To autoupgrade correctly, we have to handle all three of those.

We can't just weaken the compatible datalayout check because the modules are actually incompatible, for the above reasons.

I think it's feasible for the autoupgrader to use the original data layout from the module to "freeze" the IR by converting all unpacked struct types in the module to packed types and assigning explicit alignments to all memory operations that lack them. If that's what's required to give us the flexibility to change the datalayout in the future, so be it, it's probably worth doing, and all other targets will benefit as well.

There is a risk of bitcode incompatibilities with this change, but we already have that the code we generate now is incompatible with GCC and results in crashes that way too, I don't think there's a perfect fix, I'd like it if we could merge this. I came up with roughly the same patch today, based on current sources, to fix bug #50198 before finding this one.

Who exactly generates GCC-incompatible code, clang, LLVM, or some other frontend? My understanding is that Clang handles most struct layout and alignment concerns in the frontend. The feature I'm not clear on is calling convention lowering, so when i128 is passed in memory, the LLVM data layout controls its alignment. However, I wonder if the alignstack() parameter attribute can be used to control this instead from the frontend:
https://llvm.org/docs/LangRef.html#parameter-attributes

hvdijk added a comment.Jan 6 2022, 2:41 PM
In D86310#3226142, @rnk wrote:

There is a risk of bitcode incompatibilities with this change, but we already have that the code we generate now is incompatible with GCC and results in crashes that way too, I don't think there's a perfect fix, I'd like it if we could merge this.
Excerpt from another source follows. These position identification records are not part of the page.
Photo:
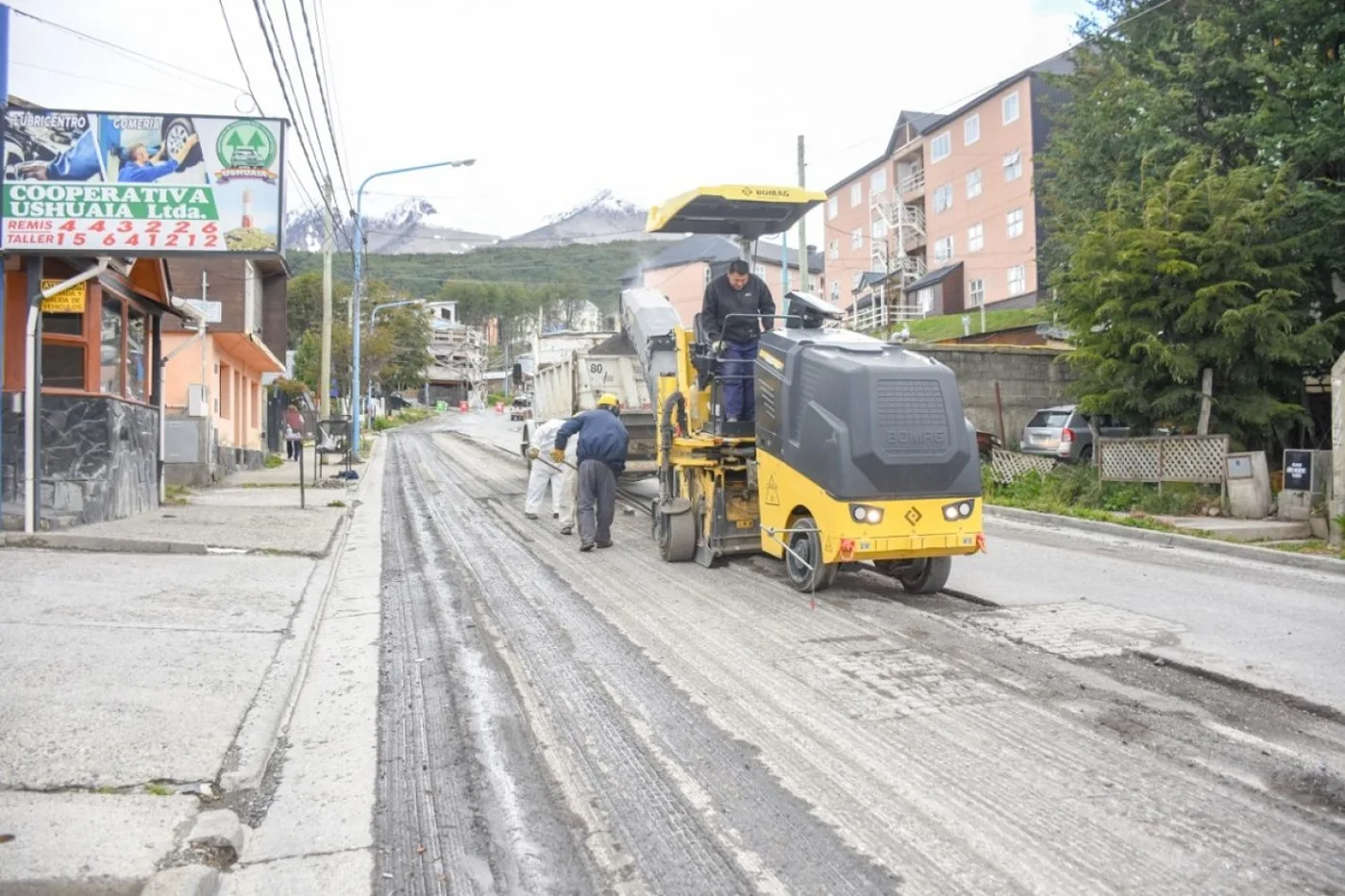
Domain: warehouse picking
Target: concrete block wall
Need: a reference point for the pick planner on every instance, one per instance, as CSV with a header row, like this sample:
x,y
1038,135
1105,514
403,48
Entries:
x,y
1029,379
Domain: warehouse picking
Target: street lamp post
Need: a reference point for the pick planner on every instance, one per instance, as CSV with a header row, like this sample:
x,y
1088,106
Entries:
x,y
358,410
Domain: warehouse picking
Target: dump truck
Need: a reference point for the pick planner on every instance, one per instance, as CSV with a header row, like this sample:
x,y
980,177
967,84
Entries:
x,y
575,383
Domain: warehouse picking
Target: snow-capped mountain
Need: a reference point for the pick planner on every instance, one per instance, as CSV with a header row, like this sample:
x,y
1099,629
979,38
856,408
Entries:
x,y
604,218
416,227
413,227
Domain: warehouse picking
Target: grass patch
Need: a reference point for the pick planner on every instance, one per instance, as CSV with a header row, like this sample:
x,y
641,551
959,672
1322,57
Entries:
x,y
1073,490
1310,546
950,326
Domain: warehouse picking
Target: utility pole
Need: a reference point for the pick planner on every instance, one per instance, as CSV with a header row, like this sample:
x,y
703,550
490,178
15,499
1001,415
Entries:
x,y
803,231
325,388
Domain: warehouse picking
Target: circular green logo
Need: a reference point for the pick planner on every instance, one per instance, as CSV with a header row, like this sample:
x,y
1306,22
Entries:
x,y
246,144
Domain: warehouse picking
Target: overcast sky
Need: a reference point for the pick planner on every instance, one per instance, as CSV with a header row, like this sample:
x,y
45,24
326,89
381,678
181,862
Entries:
x,y
557,101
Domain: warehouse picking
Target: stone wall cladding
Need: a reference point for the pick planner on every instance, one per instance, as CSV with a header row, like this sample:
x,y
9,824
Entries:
x,y
100,458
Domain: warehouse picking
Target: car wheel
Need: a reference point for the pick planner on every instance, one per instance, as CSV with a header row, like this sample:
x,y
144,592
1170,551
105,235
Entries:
x,y
175,133
803,561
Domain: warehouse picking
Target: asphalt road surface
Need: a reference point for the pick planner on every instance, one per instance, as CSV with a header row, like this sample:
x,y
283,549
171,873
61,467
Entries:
x,y
605,722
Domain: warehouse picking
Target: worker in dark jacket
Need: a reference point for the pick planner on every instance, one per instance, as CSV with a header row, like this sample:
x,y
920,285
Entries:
x,y
737,292
602,443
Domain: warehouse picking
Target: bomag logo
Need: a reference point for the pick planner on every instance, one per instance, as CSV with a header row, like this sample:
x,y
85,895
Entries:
x,y
917,437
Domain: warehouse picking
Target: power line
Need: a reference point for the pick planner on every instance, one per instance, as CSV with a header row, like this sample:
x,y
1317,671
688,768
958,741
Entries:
x,y
322,93
327,74
303,83
299,131
128,51
238,56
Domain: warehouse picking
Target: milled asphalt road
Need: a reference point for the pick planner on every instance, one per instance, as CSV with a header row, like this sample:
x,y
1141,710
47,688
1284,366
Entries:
x,y
554,721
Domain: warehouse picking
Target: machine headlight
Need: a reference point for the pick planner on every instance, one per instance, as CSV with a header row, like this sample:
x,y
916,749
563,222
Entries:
x,y
867,514
961,510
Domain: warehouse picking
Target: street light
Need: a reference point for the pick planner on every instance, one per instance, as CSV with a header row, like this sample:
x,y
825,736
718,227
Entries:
x,y
358,410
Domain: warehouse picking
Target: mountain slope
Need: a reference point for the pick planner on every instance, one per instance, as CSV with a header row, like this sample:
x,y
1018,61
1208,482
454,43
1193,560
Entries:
x,y
604,218
414,227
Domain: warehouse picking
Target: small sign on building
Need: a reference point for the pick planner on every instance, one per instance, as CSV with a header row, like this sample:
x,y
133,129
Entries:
x,y
212,311
69,302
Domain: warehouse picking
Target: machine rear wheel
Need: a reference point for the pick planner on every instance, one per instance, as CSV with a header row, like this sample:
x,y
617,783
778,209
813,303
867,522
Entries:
x,y
806,541
923,576
676,536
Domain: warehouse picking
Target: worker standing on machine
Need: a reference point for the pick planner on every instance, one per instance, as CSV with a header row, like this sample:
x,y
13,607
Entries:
x,y
544,472
737,292
601,453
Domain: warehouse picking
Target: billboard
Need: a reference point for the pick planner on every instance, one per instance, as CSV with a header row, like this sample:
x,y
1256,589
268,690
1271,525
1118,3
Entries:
x,y
141,184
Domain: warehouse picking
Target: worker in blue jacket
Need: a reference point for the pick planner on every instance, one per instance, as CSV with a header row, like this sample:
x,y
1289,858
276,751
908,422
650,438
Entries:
x,y
602,444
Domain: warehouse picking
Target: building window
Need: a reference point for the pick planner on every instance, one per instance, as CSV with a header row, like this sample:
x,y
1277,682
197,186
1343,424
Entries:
x,y
111,348
975,238
943,198
971,131
941,147
943,249
62,365
978,292
925,301
972,183
63,346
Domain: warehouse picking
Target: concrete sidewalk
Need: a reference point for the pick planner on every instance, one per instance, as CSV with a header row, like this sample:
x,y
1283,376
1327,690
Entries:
x,y
141,688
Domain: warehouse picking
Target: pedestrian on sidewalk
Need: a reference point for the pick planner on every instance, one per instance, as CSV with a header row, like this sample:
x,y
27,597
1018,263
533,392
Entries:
x,y
293,432
601,453
544,472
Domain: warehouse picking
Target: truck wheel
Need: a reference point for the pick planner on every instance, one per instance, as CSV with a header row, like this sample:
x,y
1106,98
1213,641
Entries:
x,y
924,576
676,537
806,541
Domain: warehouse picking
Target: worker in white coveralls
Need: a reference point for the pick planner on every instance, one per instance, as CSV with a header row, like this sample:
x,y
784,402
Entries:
x,y
545,472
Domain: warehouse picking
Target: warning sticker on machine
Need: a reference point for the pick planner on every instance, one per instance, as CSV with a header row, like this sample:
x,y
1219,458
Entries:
x,y
772,493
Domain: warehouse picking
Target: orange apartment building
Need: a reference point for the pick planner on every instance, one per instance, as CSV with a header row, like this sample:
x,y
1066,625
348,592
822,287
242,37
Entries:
x,y
945,218
682,271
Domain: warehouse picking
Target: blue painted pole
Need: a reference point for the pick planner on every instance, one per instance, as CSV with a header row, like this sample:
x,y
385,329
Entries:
x,y
355,395
4,109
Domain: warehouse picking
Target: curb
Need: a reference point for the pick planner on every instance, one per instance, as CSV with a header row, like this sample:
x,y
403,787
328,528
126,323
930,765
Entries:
x,y
255,742
1172,540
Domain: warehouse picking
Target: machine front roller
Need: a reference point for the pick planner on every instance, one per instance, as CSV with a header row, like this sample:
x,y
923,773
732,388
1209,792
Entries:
x,y
803,559
675,530
925,576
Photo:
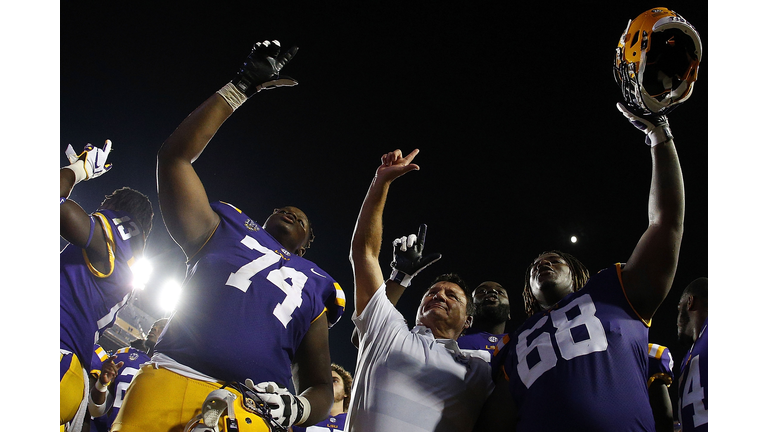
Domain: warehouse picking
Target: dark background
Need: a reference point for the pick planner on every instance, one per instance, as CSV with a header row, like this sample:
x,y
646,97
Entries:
x,y
512,107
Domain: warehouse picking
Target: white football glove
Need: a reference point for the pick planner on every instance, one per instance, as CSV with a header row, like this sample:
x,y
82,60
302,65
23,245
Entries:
x,y
408,259
92,165
655,128
285,408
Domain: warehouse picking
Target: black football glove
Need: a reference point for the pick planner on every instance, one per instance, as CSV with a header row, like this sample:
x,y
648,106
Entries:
x,y
408,259
261,69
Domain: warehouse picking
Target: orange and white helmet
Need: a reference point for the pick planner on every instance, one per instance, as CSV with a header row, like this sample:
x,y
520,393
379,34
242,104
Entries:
x,y
657,61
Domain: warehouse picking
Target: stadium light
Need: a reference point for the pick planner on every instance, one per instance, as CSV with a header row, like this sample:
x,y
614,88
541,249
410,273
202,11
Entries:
x,y
141,270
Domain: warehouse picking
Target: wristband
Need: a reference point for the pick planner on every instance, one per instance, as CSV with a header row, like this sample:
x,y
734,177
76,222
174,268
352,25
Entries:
x,y
401,277
79,169
658,136
304,409
101,388
232,95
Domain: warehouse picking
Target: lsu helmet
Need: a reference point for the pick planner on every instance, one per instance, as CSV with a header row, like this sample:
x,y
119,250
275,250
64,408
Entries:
x,y
657,61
I came up with roughly the same patch today, based on current sources, to fix bug #50198 before finding this one.

Who exactly generates GCC-incompatible code, clang, LLVM, or some other frontend? My understanding is that Clang handles most struct layout and alignment concerns in the frontend.

It's usually handled by clang, but when operations get lowered by LLVM to libcalls, it's coming from LLVM, and that's happening in the bug I referenced in that comment.